Antonio Guterres/BBC

JENEWA – Sekretaris Jenderal PBB Antonio Guterres mendesak Donald Trump untuk tidak meninggalkan kesepakatan internasional yang dirancang untuk mencegah Iran memperoleh senjata nuklir.

Berbicara kepada BBC, Guterres mengatakan ada risiko nyata perang jika perjanjian tahun 2015 tidak dijalankan.

Trump telah menjadi kritikus kuat dari perjanjian itu, di mana Iran setuju untuk membatasi program nuklirnya dengan imbalan pencabutan sanksi.

Presiden AS hingga 12 Mei akan memutuskan apakah akan tetap dengan kesepakatan itu.

Guterres mengatakan kepada BBC bahwa perjanjian Iran adalah “kemenangan diplomatik penting” dan harus dipertahankan.

“Kita tidak boleh memotongnya kecuali kita memiliki alternatif yang baik,” katanya, seraya menambahkan,  “Kami menghadapi masa-masa berbahaya.”

Pernyataannya datang hanya beberapa hari setelah Israel mengungkapkan “file nuklir rahasia” yang menuduh Iran memiliki senjata nuklir yang secara diam-diam.

Menteri Luar Negeri AS Mike Pompeo mengatakan file itu memberikan bukti bahwa kesepakatan nuklir era Obama “dibangun di atas kebohongan”.
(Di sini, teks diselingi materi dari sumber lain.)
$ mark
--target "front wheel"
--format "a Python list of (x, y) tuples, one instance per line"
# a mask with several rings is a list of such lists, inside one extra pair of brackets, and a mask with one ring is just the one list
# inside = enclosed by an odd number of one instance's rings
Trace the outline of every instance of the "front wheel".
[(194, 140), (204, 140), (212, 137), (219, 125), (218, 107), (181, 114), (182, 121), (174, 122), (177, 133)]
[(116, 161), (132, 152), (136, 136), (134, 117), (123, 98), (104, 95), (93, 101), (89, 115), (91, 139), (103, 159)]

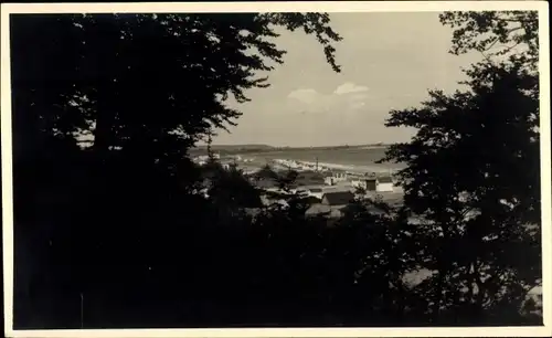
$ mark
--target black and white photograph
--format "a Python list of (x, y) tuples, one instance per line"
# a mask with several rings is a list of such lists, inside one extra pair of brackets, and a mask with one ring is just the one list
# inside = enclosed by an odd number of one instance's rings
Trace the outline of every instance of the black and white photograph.
[(550, 336), (548, 3), (385, 2), (2, 4), (4, 335)]

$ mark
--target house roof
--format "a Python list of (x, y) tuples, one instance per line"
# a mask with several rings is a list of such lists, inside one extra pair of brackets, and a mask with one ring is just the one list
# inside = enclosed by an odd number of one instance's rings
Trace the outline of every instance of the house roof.
[(393, 183), (393, 179), (389, 176), (381, 177), (378, 179), (380, 183)]
[(327, 192), (322, 196), (322, 200), (326, 199), (330, 205), (343, 205), (349, 204), (354, 199), (354, 194), (350, 191), (336, 191)]

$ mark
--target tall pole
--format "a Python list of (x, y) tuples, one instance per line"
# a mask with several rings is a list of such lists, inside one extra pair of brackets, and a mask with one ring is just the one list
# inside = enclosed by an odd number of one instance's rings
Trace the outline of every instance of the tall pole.
[(81, 329), (84, 328), (84, 296), (81, 293)]

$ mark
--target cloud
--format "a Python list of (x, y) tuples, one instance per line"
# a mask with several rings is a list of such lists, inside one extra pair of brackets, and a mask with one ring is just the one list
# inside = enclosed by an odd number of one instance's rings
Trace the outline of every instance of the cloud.
[(351, 93), (363, 93), (368, 92), (367, 86), (358, 86), (352, 82), (346, 82), (342, 85), (338, 86), (333, 92), (337, 95), (351, 94)]
[(314, 103), (319, 96), (320, 94), (318, 94), (318, 92), (312, 88), (300, 88), (297, 91), (293, 91), (287, 95), (287, 97), (289, 98), (295, 98), (306, 104)]
[(299, 88), (290, 92), (287, 97), (291, 110), (301, 114), (326, 114), (339, 112), (343, 114), (355, 114), (365, 106), (368, 88), (357, 86), (353, 83), (344, 83), (338, 86), (331, 94), (322, 94), (314, 88)]

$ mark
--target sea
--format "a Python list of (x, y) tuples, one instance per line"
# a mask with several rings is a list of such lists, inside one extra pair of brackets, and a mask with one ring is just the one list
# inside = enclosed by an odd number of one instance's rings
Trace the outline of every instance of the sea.
[(386, 172), (403, 169), (404, 163), (376, 163), (384, 157), (385, 148), (339, 148), (339, 149), (285, 149), (243, 154), (244, 158), (254, 159), (256, 163), (275, 159), (296, 160), (315, 163), (331, 169), (349, 171)]

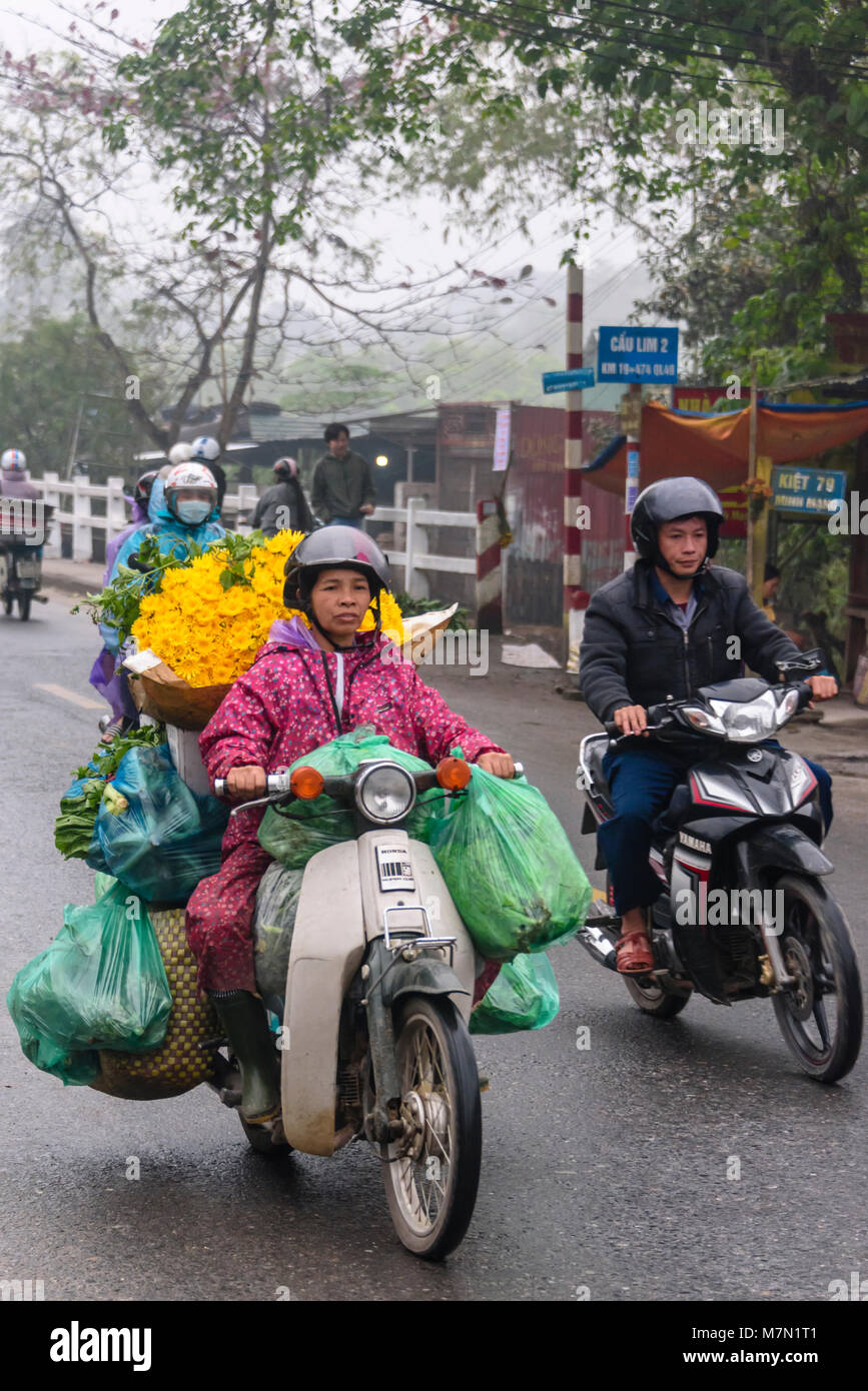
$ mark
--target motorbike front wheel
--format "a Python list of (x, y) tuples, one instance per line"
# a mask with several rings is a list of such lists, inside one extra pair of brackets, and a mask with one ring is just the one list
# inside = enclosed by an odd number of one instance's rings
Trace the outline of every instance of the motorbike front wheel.
[(785, 875), (780, 951), (796, 985), (772, 996), (787, 1047), (819, 1082), (836, 1082), (862, 1042), (862, 990), (847, 919), (825, 885)]
[(408, 1251), (441, 1260), (470, 1224), (483, 1159), (476, 1056), (451, 1000), (416, 995), (401, 1002), (395, 1059), (406, 1129), (383, 1146), (385, 1195)]

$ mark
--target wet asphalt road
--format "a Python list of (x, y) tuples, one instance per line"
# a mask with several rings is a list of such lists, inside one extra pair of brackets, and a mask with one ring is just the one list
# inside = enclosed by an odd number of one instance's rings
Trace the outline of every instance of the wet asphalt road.
[[(28, 625), (0, 616), (4, 996), (63, 904), (92, 899), (90, 871), (64, 865), (51, 826), (99, 711), (35, 689), (92, 696), (95, 630), (68, 606), (57, 597)], [(573, 791), (584, 707), (555, 696), (551, 673), (431, 684), (524, 761), (590, 864)], [(836, 779), (828, 842), (864, 979), (867, 791)], [(476, 1040), (491, 1077), (481, 1187), (442, 1266), (398, 1244), (366, 1146), (270, 1164), (206, 1088), (159, 1103), (64, 1089), (25, 1061), (0, 1011), (0, 1278), (83, 1301), (826, 1301), (829, 1281), (867, 1277), (865, 1057), (822, 1088), (790, 1061), (768, 1003), (693, 1000), (662, 1024), (579, 946), (552, 961), (555, 1022)]]

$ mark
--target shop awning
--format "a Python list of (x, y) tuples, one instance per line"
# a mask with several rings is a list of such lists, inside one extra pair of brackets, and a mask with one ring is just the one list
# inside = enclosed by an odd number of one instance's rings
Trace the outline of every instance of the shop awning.
[[(757, 408), (757, 453), (773, 463), (796, 463), (868, 431), (868, 401), (842, 406), (771, 405)], [(750, 408), (726, 415), (672, 410), (658, 401), (643, 406), (640, 484), (694, 474), (712, 488), (744, 483), (748, 473)], [(626, 438), (612, 440), (584, 466), (597, 487), (623, 492)]]

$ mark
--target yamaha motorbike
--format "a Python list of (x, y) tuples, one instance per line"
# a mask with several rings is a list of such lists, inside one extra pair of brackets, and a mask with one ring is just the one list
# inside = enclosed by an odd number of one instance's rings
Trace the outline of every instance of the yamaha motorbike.
[[(782, 666), (804, 669), (800, 662)], [(648, 737), (616, 725), (581, 741), (579, 782), (590, 835), (615, 814), (604, 755), (622, 747), (687, 754), (691, 766), (654, 823), (650, 867), (662, 893), (650, 910), (654, 968), (623, 975), (645, 1014), (672, 1018), (691, 995), (715, 1004), (771, 999), (801, 1067), (835, 1082), (854, 1066), (862, 1038), (862, 993), (853, 938), (825, 879), (818, 785), (804, 758), (773, 740), (811, 698), (805, 682), (769, 686), (740, 677), (648, 709)], [(696, 757), (696, 762), (693, 758)], [(604, 869), (600, 850), (595, 868)], [(591, 907), (579, 940), (616, 970), (620, 918)]]
[[(287, 912), (278, 924), (288, 946), (280, 986), (274, 971), (266, 982), (255, 953), (281, 1117), (264, 1125), (242, 1118), (248, 1139), (270, 1156), (331, 1156), (367, 1141), (383, 1163), (401, 1241), (428, 1260), (460, 1242), (476, 1203), (483, 1132), (467, 1020), (484, 963), (430, 849), (405, 826), (420, 791), (455, 793), (469, 780), (458, 758), (417, 773), (388, 758), (335, 778), (296, 768), (268, 775), (268, 796), (234, 811), (274, 805), (292, 817), (294, 803), (324, 797), (353, 814), (356, 832), (305, 868), (294, 921)], [(225, 796), (221, 779), (214, 791)], [(260, 917), (257, 903), (255, 942)], [(239, 1106), (235, 1060), (220, 1053), (218, 1068), (221, 1100)]]

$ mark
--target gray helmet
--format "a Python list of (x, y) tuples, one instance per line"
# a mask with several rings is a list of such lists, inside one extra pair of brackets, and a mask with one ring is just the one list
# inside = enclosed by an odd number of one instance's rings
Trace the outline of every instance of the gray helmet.
[(705, 559), (711, 561), (718, 552), (718, 533), (725, 520), (715, 490), (701, 479), (661, 479), (643, 488), (630, 515), (630, 536), (641, 559), (668, 570), (669, 566), (657, 544), (658, 527), (664, 522), (680, 522), (686, 517), (702, 517), (708, 527)]
[(364, 574), (371, 598), (380, 590), (391, 588), (388, 561), (376, 541), (355, 526), (324, 526), (299, 541), (284, 566), (284, 604), (296, 608), (295, 591), (300, 590), (305, 604), (320, 570), (359, 570)]

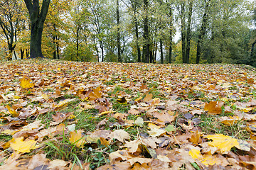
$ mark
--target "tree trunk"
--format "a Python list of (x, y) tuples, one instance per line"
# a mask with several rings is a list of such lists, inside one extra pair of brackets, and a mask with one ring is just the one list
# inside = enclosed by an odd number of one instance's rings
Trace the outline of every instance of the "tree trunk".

Sekutu Eropa Prancis, Inggris dan Jerman sementara itu telah sepakat bahwa mengejar kesepakatan nuklir saat ini dengan Iran adalah cara terbaik untuk menghentikannya mengembangkan senjata nuklir.

Pada 2015, Teheran menandatangani perjanjian dengan AS, China, Rusia, Jerman, Prancis, dan Inggris yang menyetujui untuk membatasi kegiatan nuklirnya sebagai imbalan atas pencabutan sanksi ekonomi yang melumpuhkan.

Berdasarkan kesepakatan, yang secara resmi dikenal sebagai Rencana Aksi Komprehensif Bersama (JCPOA), Iran berkomitmen untuk memangkas jumlah sentrifugal, yang merupakan mesin yang digunakan untuk memperkaya uranium.